Michael P. DiGiovanna, MD, PhD

Anti-estrogens and Herceptin are among the best treatments for breast cancer, and Dr. DiGiovanna and his team are interested in identifying drugs that can complement these in combination for even better therapeutic efficacy. They found that drugs that inhibit a growth factor receptor called IGF-I receptor dramatically enhanced the killing effect of Herceptin on HER2-overexpressing cells, and surprisingly the combination even dramatically killed breast cancer cells that have low levels of HER2 and don't normally respond to Herceptin at all. They also found that retinoids, which are derivatives of vitamin A, synergistically inhibit the growth of breast cancer cells when used in combination with Herceptin or Tamoxifen, and in combination with Herceptin cause either ER+ or ER- breast cancer cells to undergo cell death.

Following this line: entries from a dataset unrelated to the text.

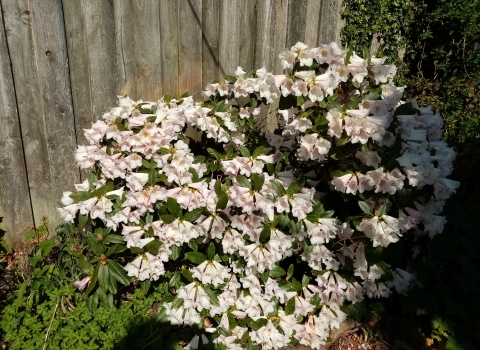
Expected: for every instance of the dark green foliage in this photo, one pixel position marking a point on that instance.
(436, 47)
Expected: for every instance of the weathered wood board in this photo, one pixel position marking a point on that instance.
(63, 63)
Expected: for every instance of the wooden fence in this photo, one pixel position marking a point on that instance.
(62, 64)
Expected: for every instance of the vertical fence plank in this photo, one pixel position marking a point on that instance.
(314, 8)
(190, 46)
(125, 48)
(91, 51)
(15, 197)
(229, 46)
(147, 49)
(169, 49)
(79, 66)
(100, 34)
(210, 36)
(264, 34)
(246, 34)
(36, 39)
(280, 37)
(297, 17)
(330, 22)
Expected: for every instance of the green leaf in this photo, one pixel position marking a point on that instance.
(258, 151)
(258, 180)
(259, 323)
(112, 285)
(47, 246)
(243, 181)
(213, 297)
(278, 187)
(382, 210)
(145, 286)
(187, 274)
(253, 101)
(222, 201)
(296, 186)
(244, 151)
(193, 244)
(301, 100)
(305, 280)
(195, 177)
(102, 191)
(193, 215)
(176, 251)
(94, 244)
(223, 331)
(111, 250)
(118, 272)
(136, 250)
(198, 159)
(290, 306)
(175, 281)
(218, 187)
(277, 271)
(297, 286)
(230, 78)
(169, 218)
(113, 238)
(365, 207)
(173, 207)
(153, 247)
(214, 153)
(195, 257)
(211, 251)
(265, 234)
(84, 264)
(290, 271)
(152, 177)
(30, 234)
(103, 277)
(343, 139)
(82, 221)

A major advance in treating cancer can come from using combinations of targeted therapies. A focus of the DiGiovanna team is therefore is to identify other targets for new drugs to complement drugs that target ER or HER2. The researchers believe that their results studying the effects of IGF1R inhibitors are the most novel and of greatest potential impact, and they intend to bring forward a clinical trial at Yale based upon these results.

Mid-Year Progress Report:
While all these drugs individually slow breast cancer cell growth without actually killing the cells, or inducing "apoptosis" (the scientific term for cell killing), Dr. DiGiovanna and his team have found that combining IGF1R inhibitors with tamoxifen or Hercpetin causes massive cancer cell apoptosis (killing). This is especially so for the combination with Herceptin, and this even occurs in cells with low level HER2 that do not normally respond to Herceptin at all by itself. Although not yet applicable for treating patients, this work suggests promise in the future of using Herceptin for a much wider population of breast cancer patients beyond the "HER2-positive" patients, if Herceptin can be used in proper combinations with new drugs.

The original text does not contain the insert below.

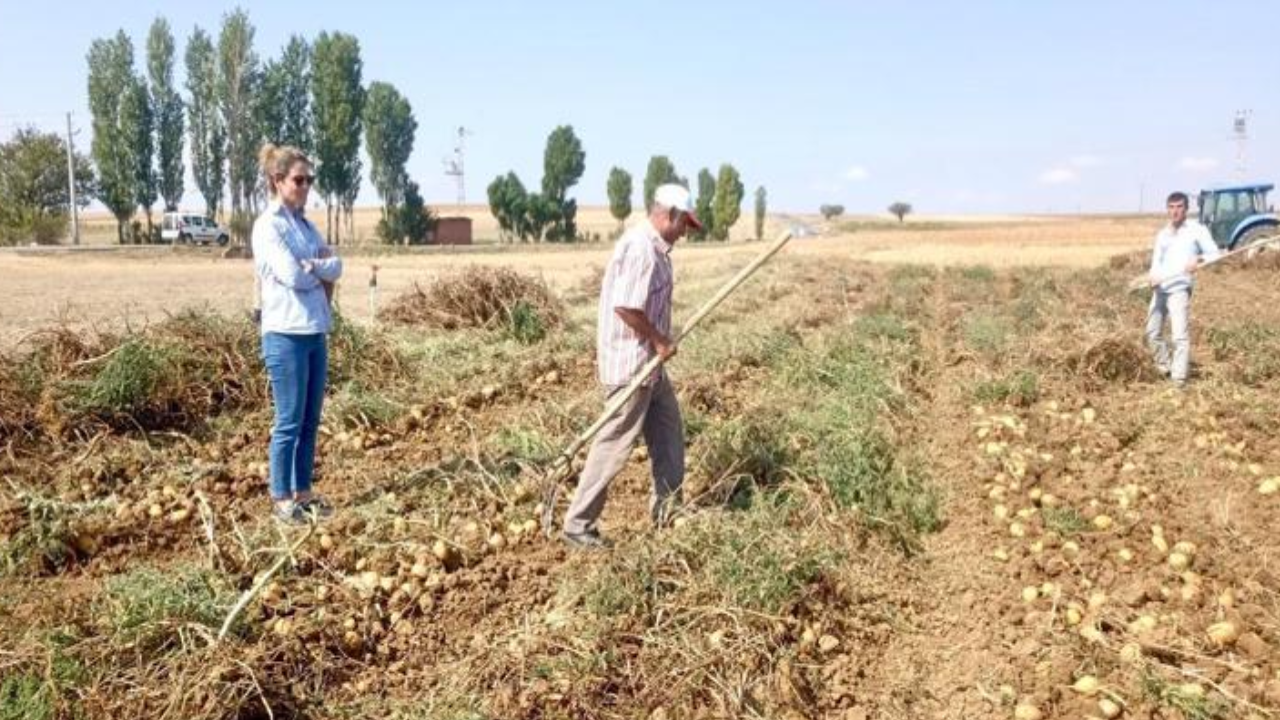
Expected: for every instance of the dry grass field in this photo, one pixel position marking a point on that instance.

In recent new work, the researchers found that cells that developed resistance to Herceptin increased their IGF1R activity; however, as single agents IGF1R inhibiting drugs still had weak activity, though combining those with an analog (called GW2974) of a new HER2 drug (called Tykerb) strongly inhibited the growth of these tumor cells. They also have found that retinoids, derivatives of vitamin A, synergistically inhibit the growth of breast cancer cells when used in combination with Herceptin or tamoxifen, and in combination with Herceptin cause ER+ or ER- breast cancer cells to undergo apoptosis, which none of the drugs can do alone, making this a potentially attractive combination to test in breast cancer patients. When added to tamoxifen, which inhibits estrogen signals, retinoids enhanced the inhibition of estrogen signals.

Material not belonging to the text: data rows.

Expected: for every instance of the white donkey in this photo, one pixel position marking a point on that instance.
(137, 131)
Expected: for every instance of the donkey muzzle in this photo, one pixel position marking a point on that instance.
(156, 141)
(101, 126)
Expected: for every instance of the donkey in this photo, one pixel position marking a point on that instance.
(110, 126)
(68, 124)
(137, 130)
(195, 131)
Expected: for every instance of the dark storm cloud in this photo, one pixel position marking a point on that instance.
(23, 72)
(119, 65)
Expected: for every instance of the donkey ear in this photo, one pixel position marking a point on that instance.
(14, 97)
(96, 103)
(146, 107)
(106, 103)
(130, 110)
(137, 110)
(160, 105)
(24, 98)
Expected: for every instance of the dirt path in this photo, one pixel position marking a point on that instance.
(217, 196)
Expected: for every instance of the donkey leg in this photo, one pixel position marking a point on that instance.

These new drugs and combinations are attractive tactics to study in the lab to learn about breast cancer biology, and as a necessary prelude to testing in breast cancer patients.

Bio:
Dr. DiGiovanna is a native of Long Island, NY, who graduated from Cornell University in 1984 with a B.A. and a double major in the fields of biochemistry and music. He attended Yale Univeristy from 1984 through 1990 where he earned the MD and PhD degrees, with his PhD in Pharmacology. He continued his post-graduate training at Yale, performing internship and residency in Internal Medicine, a laboratory research post-doctoral fellowship, and a clinical fellowship in Medical Oncology. He is currently an attending physician in Medical Oncology and Associate Professor of Medicine (Medical Oncology) and Pharmacology at Yale University. Dr. DiGiovanna is Co-Director of the Yale Cancer Center's Breast Cancer Research Program.

Dr. DiGiovanna's clinical specialty is breast cancer and his laboratory research is also focused on breast cancer. His research has explored signaling by growth factor receptors in the EGF receptor and HER-2/neu/ErbB-2 family, as that relates to the clinical behavior of breast cancers and response to individual therapies. The lab is exploring the therapeutic potential of using inhibitors of these growth factor receptors in combination with drugs that target other biological growth pathways, including the estrogen receptor, retinoid (Vitamin A-like) receptors, and insulin-like growth factor.